O âmbito de atuação da crítica é engraçado.
É engraçado pelo menos se considerarmos o modelão da crítica, que seria o de um texto que fala de outro texto, especificamente de um livro ou de um punhadinho bem determinado, e que tem como fim a valoração, o dizer se é bom ou se é ruim. Digo o modelão pois posturas críticas, ou seja, posturas valorativas articuladas, podem existir dentro de empreendimentos maiores e em graus diversos, indo desde o camarada que pensa um cânone até o camarada que precisa limitar seu campo de pesquisa.
Mas sobre o tal modelão. Ele é engraçado. Engraçado pois atua na ponta da lança e dá a entender que, fora dela, a coisa meio que desanda. Desanda, ou seja, fora do que se considera como sendo essa ponta da lança, a coisa é dada como velha e, portanto, imprópria. Pode continuar a ser procurada, mas entre isto e o ser oferecida depois do tempo de colheita, digamos assim, há uma boa diferença. Pra ser bem claro: é difícil você pensar numa crítica, nesse modelão, que seja em cima de um texto do passado. A crítica costuma falar sobre textos que acabaram de sair do forno. Se vier a ser o caso de um texto passado, aí ou estamos falando de uma reedição, de uma republicação, de uma nova tradução, ou então estamos falando de uma visão sinóptica do conjunto da obra do autor ou até mesmo dessa obra, não tão novinha em folha assim, graças a uma data comemorativa ou coisa do tipo (por exemplo o cinquentenário de lançamento).

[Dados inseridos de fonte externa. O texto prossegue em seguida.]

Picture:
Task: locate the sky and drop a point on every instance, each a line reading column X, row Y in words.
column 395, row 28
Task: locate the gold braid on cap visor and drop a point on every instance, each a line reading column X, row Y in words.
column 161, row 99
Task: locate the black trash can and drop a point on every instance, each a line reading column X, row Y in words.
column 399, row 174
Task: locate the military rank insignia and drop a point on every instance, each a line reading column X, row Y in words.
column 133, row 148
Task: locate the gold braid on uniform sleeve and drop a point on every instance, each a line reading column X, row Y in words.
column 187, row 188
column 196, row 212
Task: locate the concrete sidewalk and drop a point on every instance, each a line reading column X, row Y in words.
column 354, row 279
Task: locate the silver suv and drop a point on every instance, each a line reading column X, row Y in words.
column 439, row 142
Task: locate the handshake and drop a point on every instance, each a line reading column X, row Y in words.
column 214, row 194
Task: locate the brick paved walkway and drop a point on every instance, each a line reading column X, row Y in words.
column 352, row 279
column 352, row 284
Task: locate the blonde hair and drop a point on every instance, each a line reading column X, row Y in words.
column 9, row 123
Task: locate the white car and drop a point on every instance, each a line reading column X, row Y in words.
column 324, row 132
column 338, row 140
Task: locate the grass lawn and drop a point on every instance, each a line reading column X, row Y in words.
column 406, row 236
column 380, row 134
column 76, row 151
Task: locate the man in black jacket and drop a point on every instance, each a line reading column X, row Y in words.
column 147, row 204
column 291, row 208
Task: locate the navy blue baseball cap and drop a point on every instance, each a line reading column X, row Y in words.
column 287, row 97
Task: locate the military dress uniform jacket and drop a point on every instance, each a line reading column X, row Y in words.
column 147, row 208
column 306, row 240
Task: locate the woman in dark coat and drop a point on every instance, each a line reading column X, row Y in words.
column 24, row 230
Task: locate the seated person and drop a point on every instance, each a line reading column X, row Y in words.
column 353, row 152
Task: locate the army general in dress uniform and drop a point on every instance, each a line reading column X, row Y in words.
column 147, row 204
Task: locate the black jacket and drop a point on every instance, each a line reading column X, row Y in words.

Claro que existe uma certa zona meio nebulosa a respeito, e que é "calculada" de acordo com o que a comunidade de leitores achar que vale. Seria o caso de um poeta que publica um livro agora e outro quase que depois (observe-se a vagueza desse "quase que depois"). O limite que separa o pão quentinho do pão amanhecido vai depender do que essa comunidade julga como sendo "próximo", o que, naturalmente e por sua vez, depende de seu relógio interior não só em relação a eventos de uma maneira geral como também a eventos livrescos. Numa sociedade como a nossa, instantânea, uma coisa e outra necessitam ser sopesadas, o que diga-se de passagem inclusive é feito por editores conscientes. Pode parecer que o que estou dizendo é algo que não ocorre muito se pensarmos em casos de artistas normais, que dão um tempinho natural entre um livro e outro seja por ser seu jeito de escrita, seja por peso na consciência ou porque não conseguem engatar um livro depois do outro; mas, se considerarmos os casos de autores que são sucesso de vendas, ou então artistas que possuem produções muito parecidas (e a comparação com a escala industrial é inevitável), esse tipo de noção é muito importante. Não quero dizer exatamente que no nosso caso a tolerância temporal seja igual à das notícias, onde, uma semana depois ou mesmo algumas horas depois (de novo vai depender de que tipo de notícia estamos tratando), o negócio já virou velharia. Não dá pra você ter uma noção muito exata de qual seria exatamente esse limite do "próximo". Não dá pra ter. Ele não funciona com um sistema de travas e alarmes.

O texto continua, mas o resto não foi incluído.